DeJoy this week proposed that the U.S. Postal Service could serve as a third-party logistics provider for other federal agencies, which would pay to use its vast freight transportation and warehousing infrastructure to move material. By better utilizing existing capacity, the Postal Service could better offset overhead costs, he suggested.
It’s worth noting that profitability isn’t the only indicator of a postal service’s value. Posts play a crucial role in broader economic development and connecting rural and urban areas, facilitating social cohesion and feelings of national belonging that go beyond the desire for profitability.
Faced with declining mail volumes and increasing competition in parcel delivery, postal operators are trying to streamline operations, expand into markets related to postal services and seek legislative reforms to alleviate regulatory and financial burdens.
The European Union, United Kingdom, Australia and Canada, for example, are requesting that lawmakers relax their universal service obligations or provide more government funding.
Under DeJoy, the U.S. Postal Service has embarked on a 10-year transformation plan, called Delivering for America, to put the quasipublic agency on a path toward financial sustainability and improved service delivery. It is reducing billions of dollars in costs by adjusting the logistics network to integrate delivery of mail and package categories and shift more air transportation to ground, and it has created new products, adjusted rates and persuaded Congress to repeal a requirement that the Postal Service prepay health plans for retirees.

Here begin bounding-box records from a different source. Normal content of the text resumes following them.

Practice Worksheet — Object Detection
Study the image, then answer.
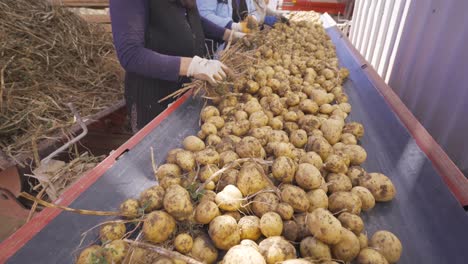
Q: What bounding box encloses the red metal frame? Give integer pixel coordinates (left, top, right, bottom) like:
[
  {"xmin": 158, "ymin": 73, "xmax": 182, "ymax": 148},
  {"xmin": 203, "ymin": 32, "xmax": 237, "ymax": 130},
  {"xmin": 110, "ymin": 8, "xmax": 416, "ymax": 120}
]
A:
[
  {"xmin": 280, "ymin": 0, "xmax": 346, "ymax": 15},
  {"xmin": 0, "ymin": 92, "xmax": 192, "ymax": 263}
]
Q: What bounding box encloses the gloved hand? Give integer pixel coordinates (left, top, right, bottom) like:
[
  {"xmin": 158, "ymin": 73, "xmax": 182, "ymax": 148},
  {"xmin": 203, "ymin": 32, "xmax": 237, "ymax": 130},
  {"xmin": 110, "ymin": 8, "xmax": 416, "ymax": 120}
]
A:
[
  {"xmin": 263, "ymin": 16, "xmax": 278, "ymax": 27},
  {"xmin": 187, "ymin": 56, "xmax": 229, "ymax": 85},
  {"xmin": 280, "ymin": 15, "xmax": 290, "ymax": 26},
  {"xmin": 231, "ymin": 21, "xmax": 251, "ymax": 33}
]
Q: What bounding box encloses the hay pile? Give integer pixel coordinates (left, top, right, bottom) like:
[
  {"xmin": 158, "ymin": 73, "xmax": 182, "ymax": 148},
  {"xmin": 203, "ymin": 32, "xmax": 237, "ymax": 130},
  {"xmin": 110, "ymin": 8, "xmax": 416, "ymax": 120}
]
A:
[{"xmin": 0, "ymin": 0, "xmax": 123, "ymax": 165}]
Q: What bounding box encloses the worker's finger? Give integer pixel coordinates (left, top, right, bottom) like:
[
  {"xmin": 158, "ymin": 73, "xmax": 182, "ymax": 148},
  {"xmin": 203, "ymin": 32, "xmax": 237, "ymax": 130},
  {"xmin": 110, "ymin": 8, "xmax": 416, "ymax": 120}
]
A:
[{"xmin": 221, "ymin": 64, "xmax": 236, "ymax": 77}]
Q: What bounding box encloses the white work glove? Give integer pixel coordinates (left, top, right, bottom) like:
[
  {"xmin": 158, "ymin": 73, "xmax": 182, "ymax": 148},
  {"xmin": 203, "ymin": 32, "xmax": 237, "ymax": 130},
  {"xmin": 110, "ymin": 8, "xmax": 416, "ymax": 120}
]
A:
[{"xmin": 187, "ymin": 56, "xmax": 228, "ymax": 85}]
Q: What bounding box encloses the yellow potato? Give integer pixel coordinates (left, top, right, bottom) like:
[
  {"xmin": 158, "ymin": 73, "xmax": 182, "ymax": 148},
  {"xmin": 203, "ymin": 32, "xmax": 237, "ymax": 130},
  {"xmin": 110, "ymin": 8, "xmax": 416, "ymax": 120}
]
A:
[
  {"xmin": 260, "ymin": 212, "xmax": 283, "ymax": 237},
  {"xmin": 369, "ymin": 230, "xmax": 403, "ymax": 263},
  {"xmin": 208, "ymin": 215, "xmax": 240, "ymax": 250},
  {"xmin": 174, "ymin": 233, "xmax": 193, "ymax": 254},
  {"xmin": 142, "ymin": 211, "xmax": 176, "ymax": 243},
  {"xmin": 237, "ymin": 215, "xmax": 262, "ymax": 241},
  {"xmin": 306, "ymin": 208, "xmax": 343, "ymax": 245},
  {"xmin": 258, "ymin": 236, "xmax": 296, "ymax": 264},
  {"xmin": 359, "ymin": 173, "xmax": 396, "ymax": 202}
]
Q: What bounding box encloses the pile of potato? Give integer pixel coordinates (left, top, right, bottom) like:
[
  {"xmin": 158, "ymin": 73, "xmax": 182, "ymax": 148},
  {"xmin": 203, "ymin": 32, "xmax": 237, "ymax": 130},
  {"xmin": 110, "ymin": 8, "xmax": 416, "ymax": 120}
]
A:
[{"xmin": 78, "ymin": 16, "xmax": 402, "ymax": 264}]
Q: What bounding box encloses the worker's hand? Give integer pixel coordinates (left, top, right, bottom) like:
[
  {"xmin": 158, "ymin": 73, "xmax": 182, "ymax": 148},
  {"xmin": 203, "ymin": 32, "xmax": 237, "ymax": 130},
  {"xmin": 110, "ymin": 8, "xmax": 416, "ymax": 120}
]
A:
[
  {"xmin": 280, "ymin": 15, "xmax": 290, "ymax": 26},
  {"xmin": 231, "ymin": 22, "xmax": 251, "ymax": 33},
  {"xmin": 187, "ymin": 56, "xmax": 229, "ymax": 85},
  {"xmin": 263, "ymin": 16, "xmax": 278, "ymax": 27}
]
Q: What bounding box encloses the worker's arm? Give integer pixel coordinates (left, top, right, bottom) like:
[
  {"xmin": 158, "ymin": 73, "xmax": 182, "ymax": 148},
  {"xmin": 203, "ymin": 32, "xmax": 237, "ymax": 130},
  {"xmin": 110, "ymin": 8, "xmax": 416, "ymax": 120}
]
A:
[
  {"xmin": 197, "ymin": 0, "xmax": 232, "ymax": 28},
  {"xmin": 110, "ymin": 0, "xmax": 181, "ymax": 81}
]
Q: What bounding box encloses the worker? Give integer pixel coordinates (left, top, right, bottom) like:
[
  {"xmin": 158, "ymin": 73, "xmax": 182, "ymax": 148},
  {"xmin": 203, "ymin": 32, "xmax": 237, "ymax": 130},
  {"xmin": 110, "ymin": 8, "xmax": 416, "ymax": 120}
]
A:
[
  {"xmin": 197, "ymin": 0, "xmax": 259, "ymax": 33},
  {"xmin": 252, "ymin": 0, "xmax": 288, "ymax": 27},
  {"xmin": 110, "ymin": 0, "xmax": 243, "ymax": 131}
]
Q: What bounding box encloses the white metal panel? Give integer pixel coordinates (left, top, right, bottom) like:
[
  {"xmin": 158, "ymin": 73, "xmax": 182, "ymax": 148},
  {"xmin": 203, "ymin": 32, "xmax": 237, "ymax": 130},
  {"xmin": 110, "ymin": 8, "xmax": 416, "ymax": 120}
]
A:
[{"xmin": 350, "ymin": 0, "xmax": 468, "ymax": 175}]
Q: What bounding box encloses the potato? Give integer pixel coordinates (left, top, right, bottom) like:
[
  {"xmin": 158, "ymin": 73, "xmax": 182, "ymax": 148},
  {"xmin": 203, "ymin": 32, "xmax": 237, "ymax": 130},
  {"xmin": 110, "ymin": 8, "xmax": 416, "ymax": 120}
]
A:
[
  {"xmin": 346, "ymin": 166, "xmax": 366, "ymax": 186},
  {"xmin": 119, "ymin": 199, "xmax": 142, "ymax": 219},
  {"xmin": 200, "ymin": 123, "xmax": 218, "ymax": 137},
  {"xmin": 222, "ymin": 245, "xmax": 266, "ymax": 264},
  {"xmin": 281, "ymin": 220, "xmax": 300, "ymax": 241},
  {"xmin": 198, "ymin": 164, "xmax": 219, "ymax": 182},
  {"xmin": 327, "ymin": 173, "xmax": 353, "ymax": 193},
  {"xmin": 205, "ymin": 135, "xmax": 221, "ymax": 148},
  {"xmin": 237, "ymin": 162, "xmax": 269, "ymax": 196},
  {"xmin": 299, "ymin": 151, "xmax": 323, "ymax": 170},
  {"xmin": 271, "ymin": 156, "xmax": 296, "ymax": 183},
  {"xmin": 99, "ymin": 222, "xmax": 127, "ymax": 244},
  {"xmin": 236, "ymin": 136, "xmax": 263, "ymax": 158},
  {"xmin": 191, "ymin": 235, "xmax": 218, "ymax": 264},
  {"xmin": 76, "ymin": 245, "xmax": 112, "ymax": 264},
  {"xmin": 142, "ymin": 211, "xmax": 176, "ymax": 243},
  {"xmin": 294, "ymin": 163, "xmax": 322, "ymax": 190},
  {"xmin": 290, "ymin": 129, "xmax": 307, "ymax": 148},
  {"xmin": 208, "ymin": 215, "xmax": 240, "ymax": 250},
  {"xmin": 369, "ymin": 230, "xmax": 403, "ymax": 263},
  {"xmin": 351, "ymin": 186, "xmax": 375, "ymax": 211},
  {"xmin": 163, "ymin": 185, "xmax": 193, "ymax": 221},
  {"xmin": 249, "ymin": 111, "xmax": 269, "ymax": 128},
  {"xmin": 281, "ymin": 184, "xmax": 310, "ymax": 212},
  {"xmin": 260, "ymin": 212, "xmax": 283, "ymax": 237},
  {"xmin": 259, "ymin": 236, "xmax": 296, "ymax": 264},
  {"xmin": 328, "ymin": 192, "xmax": 362, "ymax": 214},
  {"xmin": 320, "ymin": 119, "xmax": 343, "ymax": 145},
  {"xmin": 310, "ymin": 90, "xmax": 328, "ymax": 106},
  {"xmin": 195, "ymin": 201, "xmax": 221, "ymax": 225},
  {"xmin": 219, "ymin": 150, "xmax": 239, "ymax": 167},
  {"xmin": 223, "ymin": 211, "xmax": 242, "ymax": 222},
  {"xmin": 200, "ymin": 105, "xmax": 219, "ymax": 122},
  {"xmin": 358, "ymin": 233, "xmax": 369, "ymax": 249},
  {"xmin": 324, "ymin": 154, "xmax": 348, "ymax": 173},
  {"xmin": 200, "ymin": 191, "xmax": 216, "ymax": 203},
  {"xmin": 156, "ymin": 164, "xmax": 184, "ymax": 181},
  {"xmin": 299, "ymin": 236, "xmax": 332, "ymax": 261},
  {"xmin": 306, "ymin": 208, "xmax": 343, "ymax": 245},
  {"xmin": 343, "ymin": 122, "xmax": 364, "ymax": 139},
  {"xmin": 343, "ymin": 145, "xmax": 367, "ymax": 165},
  {"xmin": 176, "ymin": 150, "xmax": 195, "ymax": 171},
  {"xmin": 356, "ymin": 248, "xmax": 388, "ymax": 264},
  {"xmin": 195, "ymin": 148, "xmax": 219, "ymax": 165},
  {"xmin": 268, "ymin": 117, "xmax": 283, "ymax": 130},
  {"xmin": 276, "ymin": 203, "xmax": 294, "ymax": 220},
  {"xmin": 299, "ymin": 99, "xmax": 319, "ymax": 114},
  {"xmin": 331, "ymin": 228, "xmax": 361, "ymax": 262},
  {"xmin": 215, "ymin": 185, "xmax": 243, "ymax": 211},
  {"xmin": 359, "ymin": 173, "xmax": 396, "ymax": 202},
  {"xmin": 306, "ymin": 189, "xmax": 328, "ymax": 212},
  {"xmin": 252, "ymin": 192, "xmax": 280, "ymax": 217},
  {"xmin": 237, "ymin": 215, "xmax": 262, "ymax": 240},
  {"xmin": 268, "ymin": 130, "xmax": 289, "ymax": 143},
  {"xmin": 166, "ymin": 148, "xmax": 183, "ymax": 164},
  {"xmin": 269, "ymin": 142, "xmax": 294, "ymax": 158},
  {"xmin": 340, "ymin": 133, "xmax": 357, "ymax": 145},
  {"xmin": 338, "ymin": 212, "xmax": 364, "ymax": 235},
  {"xmin": 306, "ymin": 137, "xmax": 333, "ymax": 160},
  {"xmin": 174, "ymin": 233, "xmax": 193, "ymax": 254},
  {"xmin": 104, "ymin": 240, "xmax": 129, "ymax": 263},
  {"xmin": 293, "ymin": 214, "xmax": 312, "ymax": 241},
  {"xmin": 182, "ymin": 136, "xmax": 205, "ymax": 152}
]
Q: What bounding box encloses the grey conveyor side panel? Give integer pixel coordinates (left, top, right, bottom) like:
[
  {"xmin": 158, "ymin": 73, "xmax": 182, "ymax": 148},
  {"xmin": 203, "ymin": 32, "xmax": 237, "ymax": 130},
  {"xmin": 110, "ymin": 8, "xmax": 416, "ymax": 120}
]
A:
[{"xmin": 8, "ymin": 28, "xmax": 468, "ymax": 264}]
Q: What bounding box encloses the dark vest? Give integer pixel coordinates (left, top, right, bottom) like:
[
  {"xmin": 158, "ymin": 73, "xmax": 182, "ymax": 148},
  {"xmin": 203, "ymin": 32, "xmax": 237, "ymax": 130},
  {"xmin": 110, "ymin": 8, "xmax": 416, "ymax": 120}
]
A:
[{"xmin": 125, "ymin": 0, "xmax": 206, "ymax": 129}]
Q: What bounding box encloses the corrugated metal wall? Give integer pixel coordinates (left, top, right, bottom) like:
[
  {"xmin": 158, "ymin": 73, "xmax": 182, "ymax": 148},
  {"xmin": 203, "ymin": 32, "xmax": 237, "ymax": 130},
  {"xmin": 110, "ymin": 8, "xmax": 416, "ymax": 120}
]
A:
[{"xmin": 350, "ymin": 0, "xmax": 468, "ymax": 176}]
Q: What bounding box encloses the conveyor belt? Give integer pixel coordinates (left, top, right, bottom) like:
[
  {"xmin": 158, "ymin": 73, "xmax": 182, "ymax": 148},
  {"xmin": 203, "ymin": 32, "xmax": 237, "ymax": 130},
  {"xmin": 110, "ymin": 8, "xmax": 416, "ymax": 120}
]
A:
[{"xmin": 0, "ymin": 23, "xmax": 468, "ymax": 264}]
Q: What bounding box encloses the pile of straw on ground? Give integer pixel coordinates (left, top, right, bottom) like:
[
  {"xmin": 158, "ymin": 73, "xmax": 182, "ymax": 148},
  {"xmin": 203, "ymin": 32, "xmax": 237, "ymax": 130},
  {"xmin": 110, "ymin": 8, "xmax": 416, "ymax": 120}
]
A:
[{"xmin": 0, "ymin": 0, "xmax": 123, "ymax": 165}]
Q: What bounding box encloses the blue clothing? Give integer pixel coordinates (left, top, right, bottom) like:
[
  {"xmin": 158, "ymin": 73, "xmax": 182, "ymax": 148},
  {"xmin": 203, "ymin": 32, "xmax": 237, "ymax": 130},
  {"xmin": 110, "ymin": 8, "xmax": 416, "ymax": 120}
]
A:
[{"xmin": 197, "ymin": 0, "xmax": 260, "ymax": 28}]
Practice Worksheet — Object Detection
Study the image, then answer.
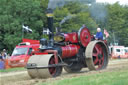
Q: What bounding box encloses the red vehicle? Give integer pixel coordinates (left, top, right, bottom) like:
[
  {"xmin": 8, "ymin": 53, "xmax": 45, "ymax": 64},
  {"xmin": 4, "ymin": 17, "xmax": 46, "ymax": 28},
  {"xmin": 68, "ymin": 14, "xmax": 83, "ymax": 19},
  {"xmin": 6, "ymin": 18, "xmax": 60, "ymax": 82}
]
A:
[{"xmin": 8, "ymin": 39, "xmax": 39, "ymax": 68}]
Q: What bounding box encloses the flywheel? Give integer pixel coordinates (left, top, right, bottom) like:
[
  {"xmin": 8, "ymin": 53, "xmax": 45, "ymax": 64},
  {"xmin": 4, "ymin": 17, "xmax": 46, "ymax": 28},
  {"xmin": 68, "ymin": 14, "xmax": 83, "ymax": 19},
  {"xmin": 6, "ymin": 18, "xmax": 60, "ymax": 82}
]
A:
[
  {"xmin": 78, "ymin": 27, "xmax": 91, "ymax": 47},
  {"xmin": 85, "ymin": 40, "xmax": 109, "ymax": 70}
]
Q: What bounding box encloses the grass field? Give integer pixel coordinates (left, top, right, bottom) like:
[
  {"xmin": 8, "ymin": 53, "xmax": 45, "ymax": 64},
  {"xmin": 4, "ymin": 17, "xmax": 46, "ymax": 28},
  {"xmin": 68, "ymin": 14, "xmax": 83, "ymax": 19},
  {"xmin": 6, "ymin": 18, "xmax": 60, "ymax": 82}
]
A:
[
  {"xmin": 0, "ymin": 67, "xmax": 25, "ymax": 73},
  {"xmin": 38, "ymin": 69, "xmax": 128, "ymax": 85}
]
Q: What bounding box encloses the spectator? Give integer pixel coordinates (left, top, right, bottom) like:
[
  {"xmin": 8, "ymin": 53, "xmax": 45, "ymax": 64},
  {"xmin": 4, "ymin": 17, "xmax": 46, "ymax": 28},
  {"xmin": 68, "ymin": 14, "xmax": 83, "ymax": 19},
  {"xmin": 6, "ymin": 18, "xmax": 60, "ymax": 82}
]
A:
[{"xmin": 2, "ymin": 49, "xmax": 7, "ymax": 59}]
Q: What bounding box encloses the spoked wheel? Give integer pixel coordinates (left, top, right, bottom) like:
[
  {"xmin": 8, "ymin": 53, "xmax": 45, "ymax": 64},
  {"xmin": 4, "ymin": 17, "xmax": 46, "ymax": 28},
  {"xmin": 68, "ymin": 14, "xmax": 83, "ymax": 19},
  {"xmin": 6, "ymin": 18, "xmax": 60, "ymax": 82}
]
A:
[
  {"xmin": 48, "ymin": 56, "xmax": 62, "ymax": 77},
  {"xmin": 64, "ymin": 62, "xmax": 82, "ymax": 73},
  {"xmin": 85, "ymin": 41, "xmax": 108, "ymax": 70}
]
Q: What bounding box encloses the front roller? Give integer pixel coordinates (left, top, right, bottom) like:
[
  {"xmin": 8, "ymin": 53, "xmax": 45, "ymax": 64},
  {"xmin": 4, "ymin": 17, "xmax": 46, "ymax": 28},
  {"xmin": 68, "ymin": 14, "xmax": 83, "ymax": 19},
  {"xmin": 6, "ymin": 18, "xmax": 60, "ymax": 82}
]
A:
[
  {"xmin": 26, "ymin": 54, "xmax": 62, "ymax": 78},
  {"xmin": 85, "ymin": 41, "xmax": 109, "ymax": 70}
]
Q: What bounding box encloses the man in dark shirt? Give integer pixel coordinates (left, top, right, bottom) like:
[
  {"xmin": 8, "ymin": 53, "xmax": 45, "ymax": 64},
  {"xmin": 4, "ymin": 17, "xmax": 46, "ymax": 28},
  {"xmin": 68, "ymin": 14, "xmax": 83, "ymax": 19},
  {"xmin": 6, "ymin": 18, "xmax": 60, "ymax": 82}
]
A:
[{"xmin": 95, "ymin": 28, "xmax": 103, "ymax": 40}]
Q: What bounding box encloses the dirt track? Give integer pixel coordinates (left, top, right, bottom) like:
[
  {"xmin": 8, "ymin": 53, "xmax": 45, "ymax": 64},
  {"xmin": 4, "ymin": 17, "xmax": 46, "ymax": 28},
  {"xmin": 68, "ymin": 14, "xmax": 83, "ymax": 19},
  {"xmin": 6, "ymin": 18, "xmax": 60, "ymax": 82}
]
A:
[{"xmin": 0, "ymin": 59, "xmax": 128, "ymax": 85}]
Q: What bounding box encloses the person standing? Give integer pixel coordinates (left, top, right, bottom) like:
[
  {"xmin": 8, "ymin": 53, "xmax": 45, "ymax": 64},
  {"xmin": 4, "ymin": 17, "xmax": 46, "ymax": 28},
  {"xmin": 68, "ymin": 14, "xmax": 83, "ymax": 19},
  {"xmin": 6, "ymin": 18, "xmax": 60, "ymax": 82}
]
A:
[{"xmin": 95, "ymin": 28, "xmax": 103, "ymax": 40}]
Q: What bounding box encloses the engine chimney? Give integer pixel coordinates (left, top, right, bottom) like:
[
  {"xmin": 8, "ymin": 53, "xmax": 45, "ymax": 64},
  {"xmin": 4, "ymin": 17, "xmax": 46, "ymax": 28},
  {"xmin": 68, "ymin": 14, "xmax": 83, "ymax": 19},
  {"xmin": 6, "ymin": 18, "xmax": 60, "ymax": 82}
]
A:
[{"xmin": 47, "ymin": 8, "xmax": 54, "ymax": 47}]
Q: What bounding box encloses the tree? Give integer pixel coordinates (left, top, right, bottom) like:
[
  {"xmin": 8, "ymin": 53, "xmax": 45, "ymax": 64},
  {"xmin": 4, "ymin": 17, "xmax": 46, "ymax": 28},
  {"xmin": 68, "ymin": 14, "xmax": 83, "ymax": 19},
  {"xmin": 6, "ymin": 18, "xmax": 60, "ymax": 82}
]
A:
[{"xmin": 0, "ymin": 0, "xmax": 48, "ymax": 51}]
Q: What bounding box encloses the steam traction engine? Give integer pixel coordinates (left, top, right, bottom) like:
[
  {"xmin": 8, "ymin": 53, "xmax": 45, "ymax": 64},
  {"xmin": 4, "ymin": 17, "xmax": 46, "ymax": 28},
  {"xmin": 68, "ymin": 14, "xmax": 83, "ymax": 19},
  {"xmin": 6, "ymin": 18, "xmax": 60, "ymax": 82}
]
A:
[{"xmin": 26, "ymin": 9, "xmax": 108, "ymax": 78}]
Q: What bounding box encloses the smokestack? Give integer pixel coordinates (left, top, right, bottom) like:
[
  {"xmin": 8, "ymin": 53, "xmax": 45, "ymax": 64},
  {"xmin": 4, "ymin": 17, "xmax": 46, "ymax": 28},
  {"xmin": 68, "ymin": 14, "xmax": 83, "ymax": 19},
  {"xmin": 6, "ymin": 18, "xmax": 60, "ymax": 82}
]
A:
[{"xmin": 47, "ymin": 8, "xmax": 54, "ymax": 47}]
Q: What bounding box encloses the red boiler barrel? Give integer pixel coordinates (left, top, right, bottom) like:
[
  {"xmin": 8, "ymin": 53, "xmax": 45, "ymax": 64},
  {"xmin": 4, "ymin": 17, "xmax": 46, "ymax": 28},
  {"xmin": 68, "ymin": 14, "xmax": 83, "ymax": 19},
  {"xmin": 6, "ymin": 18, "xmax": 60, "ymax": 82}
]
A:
[{"xmin": 61, "ymin": 45, "xmax": 80, "ymax": 58}]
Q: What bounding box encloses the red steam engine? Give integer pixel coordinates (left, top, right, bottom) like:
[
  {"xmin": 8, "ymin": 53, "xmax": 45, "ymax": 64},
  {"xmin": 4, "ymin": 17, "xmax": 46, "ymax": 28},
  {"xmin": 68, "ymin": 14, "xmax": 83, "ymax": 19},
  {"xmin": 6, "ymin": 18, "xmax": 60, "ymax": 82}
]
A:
[{"xmin": 26, "ymin": 9, "xmax": 108, "ymax": 78}]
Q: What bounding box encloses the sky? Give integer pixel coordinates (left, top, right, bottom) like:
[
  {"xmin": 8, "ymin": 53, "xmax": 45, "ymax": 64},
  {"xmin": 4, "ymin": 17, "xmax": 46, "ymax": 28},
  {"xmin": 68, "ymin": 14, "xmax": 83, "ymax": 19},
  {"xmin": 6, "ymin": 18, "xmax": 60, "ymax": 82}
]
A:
[{"xmin": 96, "ymin": 0, "xmax": 128, "ymax": 5}]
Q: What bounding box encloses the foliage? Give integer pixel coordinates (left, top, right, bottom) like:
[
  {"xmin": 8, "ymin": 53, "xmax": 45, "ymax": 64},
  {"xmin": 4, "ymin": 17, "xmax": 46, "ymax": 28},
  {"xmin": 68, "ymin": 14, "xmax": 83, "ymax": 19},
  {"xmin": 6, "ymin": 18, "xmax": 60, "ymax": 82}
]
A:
[{"xmin": 0, "ymin": 0, "xmax": 47, "ymax": 51}]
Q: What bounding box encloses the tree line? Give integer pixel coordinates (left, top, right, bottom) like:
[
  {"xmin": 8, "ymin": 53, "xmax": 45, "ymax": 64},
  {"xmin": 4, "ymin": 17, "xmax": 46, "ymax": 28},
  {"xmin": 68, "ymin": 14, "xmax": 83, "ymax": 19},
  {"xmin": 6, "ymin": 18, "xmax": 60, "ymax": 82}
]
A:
[{"xmin": 0, "ymin": 0, "xmax": 128, "ymax": 52}]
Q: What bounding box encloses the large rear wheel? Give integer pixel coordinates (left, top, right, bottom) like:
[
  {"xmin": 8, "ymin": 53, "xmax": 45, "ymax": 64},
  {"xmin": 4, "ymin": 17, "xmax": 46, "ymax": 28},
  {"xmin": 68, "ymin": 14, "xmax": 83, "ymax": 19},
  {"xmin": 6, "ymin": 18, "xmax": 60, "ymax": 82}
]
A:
[{"xmin": 85, "ymin": 41, "xmax": 109, "ymax": 70}]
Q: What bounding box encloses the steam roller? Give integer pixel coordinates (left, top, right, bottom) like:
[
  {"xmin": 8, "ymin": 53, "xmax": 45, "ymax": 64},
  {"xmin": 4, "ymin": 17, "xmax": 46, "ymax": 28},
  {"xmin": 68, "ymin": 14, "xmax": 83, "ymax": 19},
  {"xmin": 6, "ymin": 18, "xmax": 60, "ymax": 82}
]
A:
[{"xmin": 26, "ymin": 9, "xmax": 108, "ymax": 78}]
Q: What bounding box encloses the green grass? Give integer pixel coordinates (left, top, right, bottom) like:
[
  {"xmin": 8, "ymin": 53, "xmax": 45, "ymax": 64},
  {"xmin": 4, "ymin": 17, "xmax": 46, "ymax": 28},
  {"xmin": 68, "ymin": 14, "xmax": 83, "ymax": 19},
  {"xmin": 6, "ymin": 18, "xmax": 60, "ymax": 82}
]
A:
[
  {"xmin": 39, "ymin": 69, "xmax": 128, "ymax": 85},
  {"xmin": 0, "ymin": 67, "xmax": 25, "ymax": 72}
]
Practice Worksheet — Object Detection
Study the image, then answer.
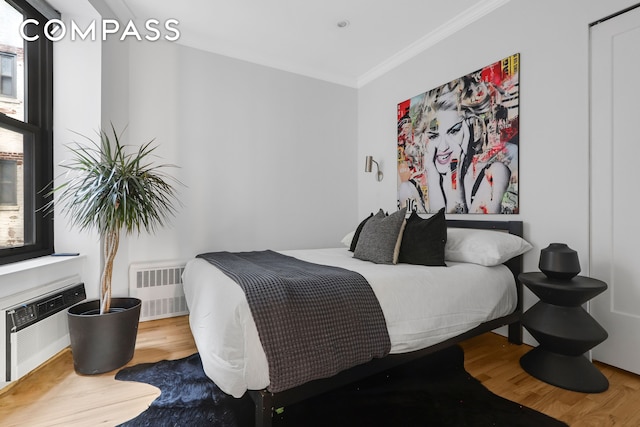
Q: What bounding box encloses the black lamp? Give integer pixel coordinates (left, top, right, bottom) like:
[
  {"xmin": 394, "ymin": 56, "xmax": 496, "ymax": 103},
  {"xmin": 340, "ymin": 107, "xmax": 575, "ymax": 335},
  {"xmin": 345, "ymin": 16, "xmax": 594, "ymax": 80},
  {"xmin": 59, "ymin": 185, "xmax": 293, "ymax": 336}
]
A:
[{"xmin": 538, "ymin": 243, "xmax": 580, "ymax": 280}]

The postmaster general has previously asked Congress to change the way Civil Service Retirement System liabilities are calculated, allow the use of market-based investments for retiree funds and increase the agency’s debt limit of $15 billion. Last week he engaged Elon Musk’s efficiency team to help speed up the retiree fixes.
The second-phase of the Delivering for America plan lacks specific timelines for implementing key reforms and details on their expected impact on finances, leaving uncertainty about the Postal Service’s long-term financial sustainability, the OIG said.